The recent rough winter season – one of the coldest in the U.S. and resulting in the 10th largest snow cover in the Lower 48 states, dating to 1966, according to the Rutgers University Snow Lab – often scrambled much of the country’s freight transportation network. But such “supply chain disruptions” due to weather or other factors are also now being viewed as ripe targets of opportunity for cargo thieves.
“What we’re finding is that when the supply chain gets disrupted such as by a massive blizzard or say a port worker strike, a lot of transportation companies being doing things outside of their normal ‘safe’ practices due to excessive shipment backlogs, etc.,” Sam Rizitelli, national director for transportation at Travelers Inland Marine division, explained to Fleet Owner.
“During ‘disruptive’ events, there’s confusion and companies are often shorthanded – especially if it’s a weather event,” he added. “Things begin to back up, there’s chaos, and so the normal procedures for handling freight get put aside. That creates an opportunity we see more cargo thieves trying to exploit.”

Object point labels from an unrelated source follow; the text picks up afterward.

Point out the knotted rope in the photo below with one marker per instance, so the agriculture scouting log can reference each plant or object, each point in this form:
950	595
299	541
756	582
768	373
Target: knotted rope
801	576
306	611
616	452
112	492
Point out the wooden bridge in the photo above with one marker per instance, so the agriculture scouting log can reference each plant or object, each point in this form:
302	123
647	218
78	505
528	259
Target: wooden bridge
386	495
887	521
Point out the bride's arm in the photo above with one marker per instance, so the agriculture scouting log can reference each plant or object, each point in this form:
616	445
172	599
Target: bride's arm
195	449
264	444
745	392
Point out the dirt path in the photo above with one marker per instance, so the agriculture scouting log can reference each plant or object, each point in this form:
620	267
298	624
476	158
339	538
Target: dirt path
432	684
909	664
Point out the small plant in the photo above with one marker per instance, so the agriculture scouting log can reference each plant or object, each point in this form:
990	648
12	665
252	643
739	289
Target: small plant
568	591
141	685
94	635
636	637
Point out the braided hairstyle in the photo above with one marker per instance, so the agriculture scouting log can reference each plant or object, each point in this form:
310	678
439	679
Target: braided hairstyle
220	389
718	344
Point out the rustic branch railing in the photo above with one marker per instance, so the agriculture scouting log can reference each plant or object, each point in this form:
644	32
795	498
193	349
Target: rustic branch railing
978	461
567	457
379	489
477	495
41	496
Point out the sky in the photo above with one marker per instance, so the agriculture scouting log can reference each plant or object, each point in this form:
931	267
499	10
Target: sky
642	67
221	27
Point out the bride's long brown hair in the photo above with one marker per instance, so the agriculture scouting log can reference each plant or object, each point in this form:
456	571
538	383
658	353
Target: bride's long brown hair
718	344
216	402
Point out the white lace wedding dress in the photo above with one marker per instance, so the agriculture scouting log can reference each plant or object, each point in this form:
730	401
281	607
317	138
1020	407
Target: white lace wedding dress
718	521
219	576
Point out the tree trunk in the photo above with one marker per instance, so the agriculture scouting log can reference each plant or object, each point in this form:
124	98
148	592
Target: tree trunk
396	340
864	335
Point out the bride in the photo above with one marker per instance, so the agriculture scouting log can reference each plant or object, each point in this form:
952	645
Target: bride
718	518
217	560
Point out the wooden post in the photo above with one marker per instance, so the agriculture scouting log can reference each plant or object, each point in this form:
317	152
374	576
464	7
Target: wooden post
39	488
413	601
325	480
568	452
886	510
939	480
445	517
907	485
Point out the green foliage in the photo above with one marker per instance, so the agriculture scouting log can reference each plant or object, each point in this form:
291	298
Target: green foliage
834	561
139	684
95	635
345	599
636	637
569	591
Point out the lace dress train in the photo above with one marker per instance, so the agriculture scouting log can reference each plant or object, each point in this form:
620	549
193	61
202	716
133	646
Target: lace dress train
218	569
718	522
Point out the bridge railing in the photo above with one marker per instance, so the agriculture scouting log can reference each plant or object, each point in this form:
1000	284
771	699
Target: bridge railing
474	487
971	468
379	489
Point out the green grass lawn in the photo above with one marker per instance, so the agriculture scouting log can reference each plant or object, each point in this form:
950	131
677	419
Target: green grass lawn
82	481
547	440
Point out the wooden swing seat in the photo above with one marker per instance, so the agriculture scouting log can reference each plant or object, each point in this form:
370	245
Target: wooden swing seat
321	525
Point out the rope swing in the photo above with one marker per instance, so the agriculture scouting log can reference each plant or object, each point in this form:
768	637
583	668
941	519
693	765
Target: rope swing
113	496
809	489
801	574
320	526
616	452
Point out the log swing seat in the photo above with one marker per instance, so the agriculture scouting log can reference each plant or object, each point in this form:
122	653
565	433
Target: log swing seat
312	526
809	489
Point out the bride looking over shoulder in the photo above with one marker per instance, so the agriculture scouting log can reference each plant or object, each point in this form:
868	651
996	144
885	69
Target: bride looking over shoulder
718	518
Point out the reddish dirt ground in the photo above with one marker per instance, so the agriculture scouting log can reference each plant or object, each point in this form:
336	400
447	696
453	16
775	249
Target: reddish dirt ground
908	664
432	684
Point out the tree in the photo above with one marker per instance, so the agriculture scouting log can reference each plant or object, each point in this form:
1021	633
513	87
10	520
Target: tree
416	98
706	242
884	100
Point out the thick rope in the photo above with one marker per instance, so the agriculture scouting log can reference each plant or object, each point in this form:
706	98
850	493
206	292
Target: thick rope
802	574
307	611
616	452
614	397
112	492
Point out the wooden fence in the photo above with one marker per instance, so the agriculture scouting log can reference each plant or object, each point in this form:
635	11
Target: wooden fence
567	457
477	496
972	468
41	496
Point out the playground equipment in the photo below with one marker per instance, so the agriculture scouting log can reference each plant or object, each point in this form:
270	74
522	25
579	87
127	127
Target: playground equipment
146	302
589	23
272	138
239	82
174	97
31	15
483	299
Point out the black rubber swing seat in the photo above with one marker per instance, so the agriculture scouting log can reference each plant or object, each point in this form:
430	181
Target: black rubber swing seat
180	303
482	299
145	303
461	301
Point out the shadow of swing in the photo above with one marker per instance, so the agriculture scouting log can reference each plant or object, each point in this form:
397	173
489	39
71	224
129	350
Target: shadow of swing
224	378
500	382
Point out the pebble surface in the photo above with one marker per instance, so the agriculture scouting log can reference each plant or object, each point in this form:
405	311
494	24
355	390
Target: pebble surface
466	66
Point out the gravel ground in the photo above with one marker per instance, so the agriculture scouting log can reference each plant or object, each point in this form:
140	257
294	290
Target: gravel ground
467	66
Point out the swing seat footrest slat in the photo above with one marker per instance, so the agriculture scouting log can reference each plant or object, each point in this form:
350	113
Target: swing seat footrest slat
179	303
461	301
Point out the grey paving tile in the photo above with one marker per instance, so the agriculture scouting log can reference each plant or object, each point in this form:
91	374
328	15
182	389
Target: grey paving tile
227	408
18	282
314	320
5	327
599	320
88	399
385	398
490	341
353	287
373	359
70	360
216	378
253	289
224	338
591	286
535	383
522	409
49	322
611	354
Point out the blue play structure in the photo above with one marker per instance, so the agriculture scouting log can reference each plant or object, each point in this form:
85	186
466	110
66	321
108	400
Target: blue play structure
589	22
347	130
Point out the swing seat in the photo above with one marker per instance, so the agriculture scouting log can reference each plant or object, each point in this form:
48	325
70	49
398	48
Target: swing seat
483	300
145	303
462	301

Scott Cornell, director of the Specialty Investigations Group (SIG) within the Inland Marine division at Travelers, used a Hurricane-induced port closure to illustrate this issue.
“When the port closes, now you have cargo container ships offshore that can’t unload; cargo within the port than can’t get moved; and trucks inbound to the port parked at truck stops, rest areas, and other locations unable to deliver their shipments,” he said. “All this freight – particularly on the trucks – is now idle and exposed, often in unsecured locations. It’s got nowhere to go and thus creates a ‘buffet’ of cargo for thieves to choose from.”
Cornell added that once the storm passes and the port reopens, all of that delayed cargo must now get moved – and moved quickly. “Now all of this cargo has to get pushed into and out of the port at a faster rate, again leading to another ‘buffet’ style situation as the focus is on speed and not necessarily proper security procedures,” he explained.
The upshot, Rizitelli noted, is that carriers and shippers alike must learn never to lower their guard where cargo in transit is concerned – but that especially goes double when transportation networks get “unsettled” by weather and other disruptive events. “In a way, it’s like football: who owns the clock owns the game,” he explained.
Yet Walt Fountain, safety and enterprise security director for TL carrier Schneider National, stressed that cargo thieves are just taking advantage of the “vulnerabilities” presented by carriers and shippers alike.
“For example, if our industry continues to solicit bids for loads on open websites – and then broker loads with little or no vetting of the potential carrier – absolutely the thieves will continue to determine ways to misdirect legitimate freight operations to their advantage,” he explained.
“Should we be surprised when a thief takes advantage of a situation where [some] contract with an unknown, or unverified, company to move loads in a tight capacity market? I think not,” Fountain added. “Recognizing our own vulnerabilities and then committing to mitigating their risk is our approach to security and safety.”